Data security a big talking point at NAPBS Mid-Year Conference
- Kevin Rosenquist
We recently got back from the annual Mid-Year Legislative
and Regulatory Conference put on by the National Association of Professional Background
Screeners. It was another great year of valuable information, informative
speakers, and even a little fun. It was my first time in DC and I can’t stop
talking about how much I enjoyed that city. Some of you have already heard from
me about it and are probably sick of listening to me. But it really is great!
One of the things that was stressed strongly this year was data
security. So I thought I would put a few of the stronger points together to get
you all thinking about how you handle your own sensitive data, as it relates to
your background check procedures as well as other parts of your business. Some
are obvious, others perhaps not so much. But they are all great things to keep
1. Control access to data. The only people who
should have access to sensitive data are those that need it. Don’t give people
access to anything more than what they need to do their job.

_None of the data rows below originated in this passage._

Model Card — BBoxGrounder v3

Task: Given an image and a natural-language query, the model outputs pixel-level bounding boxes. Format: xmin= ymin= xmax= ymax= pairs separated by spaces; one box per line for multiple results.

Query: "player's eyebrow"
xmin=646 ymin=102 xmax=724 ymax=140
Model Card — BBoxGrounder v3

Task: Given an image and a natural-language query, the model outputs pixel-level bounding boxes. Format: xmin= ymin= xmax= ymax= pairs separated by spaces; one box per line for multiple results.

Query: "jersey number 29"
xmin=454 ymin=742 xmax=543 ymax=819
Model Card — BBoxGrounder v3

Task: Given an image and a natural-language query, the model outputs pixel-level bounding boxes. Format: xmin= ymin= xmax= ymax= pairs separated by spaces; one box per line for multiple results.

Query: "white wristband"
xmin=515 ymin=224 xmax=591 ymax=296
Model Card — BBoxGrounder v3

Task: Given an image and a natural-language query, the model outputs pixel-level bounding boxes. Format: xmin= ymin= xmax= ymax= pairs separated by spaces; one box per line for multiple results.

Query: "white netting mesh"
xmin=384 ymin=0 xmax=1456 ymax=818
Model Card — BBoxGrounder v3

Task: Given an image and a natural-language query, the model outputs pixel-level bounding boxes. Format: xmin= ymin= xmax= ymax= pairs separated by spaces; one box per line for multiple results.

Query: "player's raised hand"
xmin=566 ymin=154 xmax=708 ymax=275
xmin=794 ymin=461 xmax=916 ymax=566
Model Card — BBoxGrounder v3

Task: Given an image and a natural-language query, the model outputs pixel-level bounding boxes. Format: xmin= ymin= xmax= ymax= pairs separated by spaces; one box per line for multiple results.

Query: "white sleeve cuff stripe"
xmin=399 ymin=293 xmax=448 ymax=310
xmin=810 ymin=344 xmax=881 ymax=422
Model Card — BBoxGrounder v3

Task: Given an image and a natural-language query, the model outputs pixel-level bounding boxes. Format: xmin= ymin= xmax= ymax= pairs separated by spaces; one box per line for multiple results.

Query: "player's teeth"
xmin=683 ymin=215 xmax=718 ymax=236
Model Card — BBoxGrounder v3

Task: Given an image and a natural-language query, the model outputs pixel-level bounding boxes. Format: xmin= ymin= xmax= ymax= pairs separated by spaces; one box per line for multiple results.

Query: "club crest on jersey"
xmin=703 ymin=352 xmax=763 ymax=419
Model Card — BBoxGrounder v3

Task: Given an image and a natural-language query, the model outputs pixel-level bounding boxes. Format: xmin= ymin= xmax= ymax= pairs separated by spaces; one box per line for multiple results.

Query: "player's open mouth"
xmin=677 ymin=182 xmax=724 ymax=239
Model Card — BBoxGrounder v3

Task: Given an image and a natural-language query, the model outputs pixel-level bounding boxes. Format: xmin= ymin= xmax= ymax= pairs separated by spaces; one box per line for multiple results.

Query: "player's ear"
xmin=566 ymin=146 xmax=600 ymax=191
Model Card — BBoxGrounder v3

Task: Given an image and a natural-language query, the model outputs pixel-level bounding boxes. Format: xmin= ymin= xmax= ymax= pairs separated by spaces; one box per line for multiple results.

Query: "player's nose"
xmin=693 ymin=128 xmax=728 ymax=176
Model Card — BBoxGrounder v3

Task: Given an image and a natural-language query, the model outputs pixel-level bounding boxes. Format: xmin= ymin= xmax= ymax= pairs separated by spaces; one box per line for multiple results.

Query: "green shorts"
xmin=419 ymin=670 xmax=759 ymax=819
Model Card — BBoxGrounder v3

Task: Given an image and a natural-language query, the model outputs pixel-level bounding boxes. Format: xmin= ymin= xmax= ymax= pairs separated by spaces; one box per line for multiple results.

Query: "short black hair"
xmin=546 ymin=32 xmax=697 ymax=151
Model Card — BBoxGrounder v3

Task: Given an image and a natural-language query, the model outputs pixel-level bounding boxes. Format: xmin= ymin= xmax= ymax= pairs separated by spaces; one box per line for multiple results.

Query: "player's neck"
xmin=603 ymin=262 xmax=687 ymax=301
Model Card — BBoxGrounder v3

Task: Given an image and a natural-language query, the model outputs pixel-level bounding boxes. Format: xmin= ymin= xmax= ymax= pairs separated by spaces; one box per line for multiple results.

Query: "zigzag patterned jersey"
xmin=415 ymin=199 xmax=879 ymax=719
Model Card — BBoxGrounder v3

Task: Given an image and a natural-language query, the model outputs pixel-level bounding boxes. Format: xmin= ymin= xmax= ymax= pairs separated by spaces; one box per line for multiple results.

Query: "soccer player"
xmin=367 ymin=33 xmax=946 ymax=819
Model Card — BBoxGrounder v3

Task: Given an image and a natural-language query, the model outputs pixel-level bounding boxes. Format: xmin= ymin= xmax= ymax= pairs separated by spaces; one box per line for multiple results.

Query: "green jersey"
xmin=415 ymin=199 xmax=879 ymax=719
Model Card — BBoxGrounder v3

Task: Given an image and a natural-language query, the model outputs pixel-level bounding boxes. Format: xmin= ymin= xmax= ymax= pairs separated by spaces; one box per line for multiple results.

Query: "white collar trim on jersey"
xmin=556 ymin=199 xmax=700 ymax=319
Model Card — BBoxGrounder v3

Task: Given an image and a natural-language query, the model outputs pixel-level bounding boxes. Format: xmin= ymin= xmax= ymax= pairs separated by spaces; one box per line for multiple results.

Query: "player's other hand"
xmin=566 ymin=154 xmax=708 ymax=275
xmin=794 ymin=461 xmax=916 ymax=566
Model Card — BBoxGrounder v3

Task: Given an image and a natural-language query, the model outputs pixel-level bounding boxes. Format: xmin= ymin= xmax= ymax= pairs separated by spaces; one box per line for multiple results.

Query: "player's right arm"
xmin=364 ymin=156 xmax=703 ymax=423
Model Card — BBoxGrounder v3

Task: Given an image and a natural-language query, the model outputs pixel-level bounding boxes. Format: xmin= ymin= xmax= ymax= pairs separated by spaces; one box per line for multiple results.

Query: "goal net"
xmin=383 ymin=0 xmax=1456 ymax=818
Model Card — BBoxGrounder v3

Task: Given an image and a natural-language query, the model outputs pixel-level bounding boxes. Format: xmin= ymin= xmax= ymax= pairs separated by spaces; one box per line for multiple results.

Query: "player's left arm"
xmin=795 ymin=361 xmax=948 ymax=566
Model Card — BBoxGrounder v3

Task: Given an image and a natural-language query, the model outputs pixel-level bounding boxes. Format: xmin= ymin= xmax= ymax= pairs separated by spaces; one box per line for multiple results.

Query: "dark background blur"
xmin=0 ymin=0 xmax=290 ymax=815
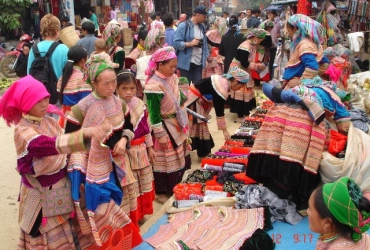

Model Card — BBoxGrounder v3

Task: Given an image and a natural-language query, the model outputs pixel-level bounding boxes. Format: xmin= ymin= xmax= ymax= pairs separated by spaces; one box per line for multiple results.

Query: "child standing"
xmin=66 ymin=60 xmax=142 ymax=249
xmin=117 ymin=70 xmax=155 ymax=223
xmin=57 ymin=45 xmax=91 ymax=128
xmin=89 ymin=38 xmax=119 ymax=69
xmin=0 ymin=76 xmax=109 ymax=249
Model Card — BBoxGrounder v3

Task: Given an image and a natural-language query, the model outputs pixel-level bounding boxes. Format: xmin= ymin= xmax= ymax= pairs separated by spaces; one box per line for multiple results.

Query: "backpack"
xmin=30 ymin=42 xmax=59 ymax=104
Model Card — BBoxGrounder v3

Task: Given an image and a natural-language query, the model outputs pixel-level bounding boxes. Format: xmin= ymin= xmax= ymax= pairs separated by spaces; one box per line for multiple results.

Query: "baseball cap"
xmin=193 ymin=6 xmax=208 ymax=15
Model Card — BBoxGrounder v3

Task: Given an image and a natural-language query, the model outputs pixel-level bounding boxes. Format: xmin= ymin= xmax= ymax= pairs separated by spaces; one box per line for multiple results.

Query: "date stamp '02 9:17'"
xmin=271 ymin=234 xmax=313 ymax=244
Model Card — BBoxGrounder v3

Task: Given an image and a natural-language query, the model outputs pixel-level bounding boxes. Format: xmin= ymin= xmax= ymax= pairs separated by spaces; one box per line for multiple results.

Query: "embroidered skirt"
xmin=247 ymin=104 xmax=326 ymax=201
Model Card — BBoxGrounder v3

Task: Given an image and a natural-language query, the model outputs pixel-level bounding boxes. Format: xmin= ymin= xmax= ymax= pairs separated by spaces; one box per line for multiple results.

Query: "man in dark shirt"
xmin=15 ymin=43 xmax=31 ymax=77
xmin=247 ymin=9 xmax=261 ymax=29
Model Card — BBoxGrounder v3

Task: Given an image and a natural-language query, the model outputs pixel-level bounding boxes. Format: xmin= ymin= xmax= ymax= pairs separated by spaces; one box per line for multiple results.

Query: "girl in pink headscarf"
xmin=0 ymin=76 xmax=109 ymax=249
xmin=144 ymin=47 xmax=190 ymax=201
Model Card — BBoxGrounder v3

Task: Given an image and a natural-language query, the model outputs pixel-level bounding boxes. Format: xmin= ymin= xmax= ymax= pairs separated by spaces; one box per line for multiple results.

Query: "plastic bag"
xmin=328 ymin=130 xmax=347 ymax=156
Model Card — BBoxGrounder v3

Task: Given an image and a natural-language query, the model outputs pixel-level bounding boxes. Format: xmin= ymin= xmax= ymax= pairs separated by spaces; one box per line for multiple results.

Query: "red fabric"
xmin=234 ymin=172 xmax=257 ymax=185
xmin=328 ymin=130 xmax=347 ymax=156
xmin=0 ymin=75 xmax=63 ymax=126
xmin=137 ymin=184 xmax=155 ymax=220
xmin=251 ymin=53 xmax=270 ymax=82
xmin=173 ymin=183 xmax=202 ymax=200
xmin=129 ymin=208 xmax=140 ymax=228
xmin=297 ymin=0 xmax=309 ymax=15
xmin=122 ymin=222 xmax=143 ymax=249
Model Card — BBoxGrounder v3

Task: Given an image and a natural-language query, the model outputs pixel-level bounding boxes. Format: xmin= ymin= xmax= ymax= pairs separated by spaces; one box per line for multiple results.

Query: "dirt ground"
xmin=0 ymin=104 xmax=239 ymax=250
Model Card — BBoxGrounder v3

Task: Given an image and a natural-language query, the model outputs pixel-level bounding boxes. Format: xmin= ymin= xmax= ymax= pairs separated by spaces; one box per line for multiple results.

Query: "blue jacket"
xmin=173 ymin=19 xmax=209 ymax=70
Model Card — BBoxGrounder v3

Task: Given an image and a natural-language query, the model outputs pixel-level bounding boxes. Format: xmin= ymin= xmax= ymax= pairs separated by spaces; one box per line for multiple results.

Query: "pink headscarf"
xmin=145 ymin=46 xmax=177 ymax=82
xmin=0 ymin=75 xmax=63 ymax=126
xmin=325 ymin=64 xmax=342 ymax=83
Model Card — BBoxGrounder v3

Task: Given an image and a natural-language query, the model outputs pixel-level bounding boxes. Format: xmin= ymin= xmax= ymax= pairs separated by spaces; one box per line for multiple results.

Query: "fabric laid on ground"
xmin=348 ymin=109 xmax=370 ymax=133
xmin=235 ymin=185 xmax=302 ymax=225
xmin=320 ymin=125 xmax=370 ymax=191
xmin=146 ymin=207 xmax=273 ymax=250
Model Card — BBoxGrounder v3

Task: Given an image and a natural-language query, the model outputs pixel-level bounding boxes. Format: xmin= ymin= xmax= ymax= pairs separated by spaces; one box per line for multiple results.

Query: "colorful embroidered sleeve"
xmin=217 ymin=116 xmax=226 ymax=130
xmin=144 ymin=91 xmax=167 ymax=138
xmin=235 ymin=49 xmax=249 ymax=68
xmin=143 ymin=110 xmax=154 ymax=148
xmin=122 ymin=112 xmax=134 ymax=145
xmin=113 ymin=50 xmax=125 ymax=70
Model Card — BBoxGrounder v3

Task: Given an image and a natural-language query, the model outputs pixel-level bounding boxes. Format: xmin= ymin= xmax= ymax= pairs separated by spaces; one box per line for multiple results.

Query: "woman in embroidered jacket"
xmin=66 ymin=58 xmax=141 ymax=248
xmin=144 ymin=47 xmax=190 ymax=193
xmin=307 ymin=177 xmax=370 ymax=250
xmin=102 ymin=22 xmax=125 ymax=72
xmin=283 ymin=14 xmax=330 ymax=89
xmin=184 ymin=67 xmax=249 ymax=157
xmin=117 ymin=70 xmax=155 ymax=224
xmin=131 ymin=26 xmax=164 ymax=98
xmin=57 ymin=46 xmax=91 ymax=128
xmin=0 ymin=76 xmax=109 ymax=250
xmin=230 ymin=29 xmax=266 ymax=122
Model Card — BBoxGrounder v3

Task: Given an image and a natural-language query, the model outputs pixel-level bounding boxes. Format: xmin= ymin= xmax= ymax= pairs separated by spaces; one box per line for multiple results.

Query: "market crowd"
xmin=0 ymin=3 xmax=370 ymax=250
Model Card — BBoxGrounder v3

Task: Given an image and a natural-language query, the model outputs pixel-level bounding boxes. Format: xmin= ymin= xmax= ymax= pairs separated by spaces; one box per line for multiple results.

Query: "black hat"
xmin=193 ymin=6 xmax=208 ymax=15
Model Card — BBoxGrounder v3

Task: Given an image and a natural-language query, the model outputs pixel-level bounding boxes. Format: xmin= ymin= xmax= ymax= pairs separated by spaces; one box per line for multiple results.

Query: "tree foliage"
xmin=240 ymin=0 xmax=272 ymax=9
xmin=0 ymin=0 xmax=30 ymax=30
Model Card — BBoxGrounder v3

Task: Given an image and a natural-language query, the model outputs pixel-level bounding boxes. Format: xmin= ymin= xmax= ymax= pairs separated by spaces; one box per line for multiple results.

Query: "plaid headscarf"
xmin=223 ymin=67 xmax=249 ymax=83
xmin=322 ymin=177 xmax=370 ymax=242
xmin=102 ymin=23 xmax=122 ymax=48
xmin=144 ymin=28 xmax=164 ymax=50
xmin=258 ymin=20 xmax=274 ymax=30
xmin=145 ymin=46 xmax=177 ymax=81
xmin=247 ymin=28 xmax=267 ymax=38
xmin=86 ymin=57 xmax=113 ymax=84
xmin=288 ymin=14 xmax=325 ymax=52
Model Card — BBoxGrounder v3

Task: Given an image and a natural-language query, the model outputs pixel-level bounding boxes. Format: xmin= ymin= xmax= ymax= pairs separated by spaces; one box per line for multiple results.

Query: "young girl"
xmin=0 ymin=76 xmax=109 ymax=249
xmin=144 ymin=47 xmax=190 ymax=199
xmin=57 ymin=46 xmax=91 ymax=128
xmin=66 ymin=60 xmax=142 ymax=249
xmin=117 ymin=70 xmax=155 ymax=223
xmin=89 ymin=38 xmax=119 ymax=69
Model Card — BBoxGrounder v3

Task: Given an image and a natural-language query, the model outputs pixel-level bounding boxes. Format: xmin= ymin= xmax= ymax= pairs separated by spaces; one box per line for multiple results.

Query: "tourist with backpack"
xmin=173 ymin=6 xmax=209 ymax=82
xmin=27 ymin=14 xmax=68 ymax=104
xmin=102 ymin=22 xmax=125 ymax=73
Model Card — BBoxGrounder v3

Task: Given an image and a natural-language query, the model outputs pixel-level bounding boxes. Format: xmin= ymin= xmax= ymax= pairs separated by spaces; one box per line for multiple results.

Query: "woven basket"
xmin=59 ymin=26 xmax=80 ymax=48
xmin=122 ymin=29 xmax=132 ymax=46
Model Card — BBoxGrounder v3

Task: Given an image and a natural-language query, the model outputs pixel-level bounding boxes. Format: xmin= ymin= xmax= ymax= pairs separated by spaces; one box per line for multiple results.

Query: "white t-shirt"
xmin=190 ymin=24 xmax=202 ymax=65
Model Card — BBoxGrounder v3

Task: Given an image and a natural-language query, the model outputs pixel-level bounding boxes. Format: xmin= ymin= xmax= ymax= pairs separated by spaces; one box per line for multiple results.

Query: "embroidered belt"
xmin=162 ymin=113 xmax=176 ymax=119
xmin=130 ymin=136 xmax=145 ymax=146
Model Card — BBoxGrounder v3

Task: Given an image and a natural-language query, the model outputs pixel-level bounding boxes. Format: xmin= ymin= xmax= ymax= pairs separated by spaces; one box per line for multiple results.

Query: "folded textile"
xmin=235 ymin=185 xmax=302 ymax=225
xmin=146 ymin=207 xmax=272 ymax=250
xmin=348 ymin=109 xmax=370 ymax=134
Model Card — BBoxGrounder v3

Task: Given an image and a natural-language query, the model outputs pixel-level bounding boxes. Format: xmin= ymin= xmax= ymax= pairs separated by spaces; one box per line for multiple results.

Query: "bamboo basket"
xmin=122 ymin=29 xmax=132 ymax=46
xmin=59 ymin=26 xmax=80 ymax=48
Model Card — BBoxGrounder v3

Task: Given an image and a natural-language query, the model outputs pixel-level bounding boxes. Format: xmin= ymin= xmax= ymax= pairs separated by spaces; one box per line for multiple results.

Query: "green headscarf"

2. Minimize admin access. This goes along with number
one but not everyone needs to be an administrator. Only give those who need it admin privileges. And
make sure that whoever does have admin privileges never accesses his or her
account unless they are on your secure network and always logs off when they
leave their computer.
3. Secure passwords and authentication. I know we’re
all tired of having to come up with ten different passwords that each have
upper case and lower case letters, a number, a special character, nonconsecutive
letters, fingerprints, retinal scans, and so on. But having a complex password
that is difficult to guess increases security by a lot. And changing them every
30 days is even better.
4. Have your IT department archive network traffic
and keep incident logs. It’s always good to monitor and keep incoming and
outgoing network traffic as well as log any error messages your network gives.
5. Be wary of public Wi-Fi networks. I know I’ve
asked a barista, bartender, or store employee for their Wi-Fi password more
than once. Our phones run a lot faster with them. One speaker at the conference
said he never connects to public networks period. But if you do be sure you are
not accessing sites or databases that contain your sensitive information.
6. Have a security policy. List out the role(s)
that should be given admin access and have a plan in place in case of a data
breach. You don’t want to be running around the office screaming if something
were to happen.
Little things can go a long way in protecting your data,
both your business data and personal data. Staying on top of your security
procedures can significantly lower your risk. Hope this helps some of you.